Researchers have developed a processing technique that unlocks the functionality of protein in the Australian crop lupin. The versatile food ingredient is inexpensive and sustainable, and could be the answer to increasing industry demand for vegan, non-GM, gluten-free, high-protein food.


Science and Engineering

Thermal Batteries

Team: Professor Craig Buckley, Dr Terry Humphries, Dr Kasper Møller, Dr Veronica Sofianos, Dr Mark Paskevicius, and Lucas Poupin: School of Electrical Engineering, Computing and Mathematical Sciences

Researchers have developed a battery that stores energy as heat using high temperature chemical reactions. The team has partnered with international renewable energy companies to develop and scale the technology which costs just a fraction of competing battery technologies.

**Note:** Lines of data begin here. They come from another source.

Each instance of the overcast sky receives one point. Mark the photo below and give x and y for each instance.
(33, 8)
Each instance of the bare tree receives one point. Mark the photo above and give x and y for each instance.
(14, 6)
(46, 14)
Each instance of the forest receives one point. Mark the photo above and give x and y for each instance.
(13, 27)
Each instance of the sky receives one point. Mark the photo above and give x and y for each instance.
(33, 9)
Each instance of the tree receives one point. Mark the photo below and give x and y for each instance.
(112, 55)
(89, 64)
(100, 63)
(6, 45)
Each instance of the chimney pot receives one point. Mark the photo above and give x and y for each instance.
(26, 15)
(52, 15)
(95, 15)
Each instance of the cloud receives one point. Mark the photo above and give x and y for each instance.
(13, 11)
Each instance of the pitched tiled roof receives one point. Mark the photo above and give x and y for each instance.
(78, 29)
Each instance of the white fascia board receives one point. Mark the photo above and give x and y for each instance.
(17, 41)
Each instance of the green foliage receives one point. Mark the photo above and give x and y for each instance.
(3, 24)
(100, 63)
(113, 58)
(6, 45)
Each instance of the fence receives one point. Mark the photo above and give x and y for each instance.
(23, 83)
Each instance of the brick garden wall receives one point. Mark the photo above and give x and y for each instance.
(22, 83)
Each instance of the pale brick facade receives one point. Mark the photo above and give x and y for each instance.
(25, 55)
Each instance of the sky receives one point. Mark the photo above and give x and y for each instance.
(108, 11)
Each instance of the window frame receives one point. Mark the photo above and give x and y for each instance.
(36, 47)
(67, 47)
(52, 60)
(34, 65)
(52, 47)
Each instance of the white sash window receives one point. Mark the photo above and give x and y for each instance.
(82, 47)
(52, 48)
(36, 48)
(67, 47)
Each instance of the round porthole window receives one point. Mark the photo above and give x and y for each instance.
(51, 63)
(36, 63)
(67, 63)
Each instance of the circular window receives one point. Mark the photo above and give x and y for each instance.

*Winners of the 2019 People’s Choice Award 



Huey - the household energy indicator

Team: Dr Joshua Byrne: School of Built Environment and Design, Gary McGhee: Buzzware Solutions, Australia

Huey is an elegant smart device created to bring energy awareness to home owners and occupiers. By presenting the real-time status of a household’s energy balance (consumption, generation and storage) in an intuitive, always on and consumer-friendly way, households are empowered to better manage their energy use.


Business and Law

Thrive at Work

Team: Meredith Carr, Dannielle Finnerty, Professor Mark Griffin, Lucinda Iles, Dr Karina Jorritsma, Megan Orchard, Kimberley Parker, Professor Sharon Parker and Jennifer Warr: Future of Work Institute

Thrive at Work is an initiative that helps organisations to design, implement and sustain healthy, high performing work environments. With the support of the Mental Health Commission WA, Thrive at Work offers evidence-based tools and resources to workplaces, to help them create well-being strategies and measurable action plans to enhance employee well-being.


Teaching and Learning

Research Screener

Team: Dr Leo Ng: School of Physiotherapy and Exercise Science, Dr Kevin Chai: Curtin Institute for Computation, Peter Edwards (Curtin alumnus)

Research Screener is a new web app that can analyse thousands of academic papers with speed and accuracy. The app uses sophisticated AI technologies including machine learning and natural language processing to identify and rank relevant abstracts. With the help of the app, research teams can reduce their time spent screening from 100 hours to just five.